Intern Blog

Mishaps and Mistakes

Jul 31, 2021

Mishaps and Mistakes

Coming into this internship, I knew there would be some growing pains, some misunderstandings. Interns make mistakes – it’s part of the process. However, what I was pleasantly surprised by was how my mistakes were treated. Rather than annoyance and eyerolls, my questions and errors were met with an explanation and some advice. At Cohen, even silly questions are an opportunity to learn, not an opportunity to give grief. I’d like to tell the tale of one of my not-so-bright moments so that we can all have a laugh.

Oh-Oh? Oh, Oh-Oh.

With the nuances of this story, it comes off a little funnier when I say it out loud, but just humor me. During my internship, I got the opportunity to work through an entire audit binder for an ETF. It was my first project and it has been a great learning experience because I had the opportunity to work through various workpapers and procedures that I knew nothing about. I was working with a staff accountant who recently got promoted to a senior and he did a fantastic job of showing me the ropes. Through a few phone calls, Webex meetings, and in person tutorials, we managed to get through the binder and fell into a good routine in which he would shoot me a message about what he wanted me to work on and I would respond when I finished or ended up with questions.

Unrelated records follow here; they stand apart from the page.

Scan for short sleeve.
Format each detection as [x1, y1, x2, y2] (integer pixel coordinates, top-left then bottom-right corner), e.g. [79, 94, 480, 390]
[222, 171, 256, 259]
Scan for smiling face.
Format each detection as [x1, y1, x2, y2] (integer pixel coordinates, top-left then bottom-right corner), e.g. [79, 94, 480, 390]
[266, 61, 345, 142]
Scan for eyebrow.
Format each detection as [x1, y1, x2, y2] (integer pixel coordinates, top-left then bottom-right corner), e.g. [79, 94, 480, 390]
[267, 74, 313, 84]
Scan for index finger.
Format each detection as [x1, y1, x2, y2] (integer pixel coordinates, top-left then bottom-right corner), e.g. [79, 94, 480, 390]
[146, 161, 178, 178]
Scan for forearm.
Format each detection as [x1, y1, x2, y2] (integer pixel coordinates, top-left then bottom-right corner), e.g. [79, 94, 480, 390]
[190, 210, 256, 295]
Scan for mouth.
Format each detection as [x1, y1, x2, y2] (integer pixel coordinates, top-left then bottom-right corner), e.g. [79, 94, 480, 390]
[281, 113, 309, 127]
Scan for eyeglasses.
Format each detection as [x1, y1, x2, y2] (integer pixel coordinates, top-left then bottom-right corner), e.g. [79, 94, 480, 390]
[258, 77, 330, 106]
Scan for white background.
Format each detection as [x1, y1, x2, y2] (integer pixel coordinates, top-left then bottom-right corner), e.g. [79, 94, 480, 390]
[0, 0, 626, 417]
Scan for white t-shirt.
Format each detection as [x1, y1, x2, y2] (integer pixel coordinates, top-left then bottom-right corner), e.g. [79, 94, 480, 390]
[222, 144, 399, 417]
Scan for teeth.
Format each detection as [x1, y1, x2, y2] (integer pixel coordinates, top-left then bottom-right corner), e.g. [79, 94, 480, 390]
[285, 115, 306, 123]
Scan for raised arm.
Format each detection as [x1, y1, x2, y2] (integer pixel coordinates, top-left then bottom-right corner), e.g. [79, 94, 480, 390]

As we’re wrapping up and working on the admin file, he tells me to work on the OO section. By the time I’ve made it to workpaper OO-03, he shoots me a message that says: “hey you can do 00-1, 00-2, OO-04?” Being the diligent worker I am, I hit him with a “sure thing!” message. I sign off on OO-02 and notice that he’s done OO-01 – strange that he would ask me to do something he already did, but I brush it off and figure he’d just forgotten. When I tell him I’m done, he asks if I had any questions and I say no and get to work on the next thing.

The next day, I get a message from my favorite staff-now-senior accountant asking me once again to sign off on -1 and -2. So, to jog his memory (as you clearly have to do with seniors; they’re getting older after all), I message him back that he already signed off as prep on the former and I’d done the latter. He sends me a screenshot of the binder.
I stare at it for a good ten seconds.
Local girl learns the difference between “O” and “0” at 21 years old.
At least they were easy workpapers to finish.

The moral of the story here is that if you think you’ve made a silly mistake, made a fool of yourself in front of a coworker, or asked a stupid question – you’re not alone. Thankfully, Cohen is a place where people will laugh with you, rather than at you, and I couldn’t think of a better place to be.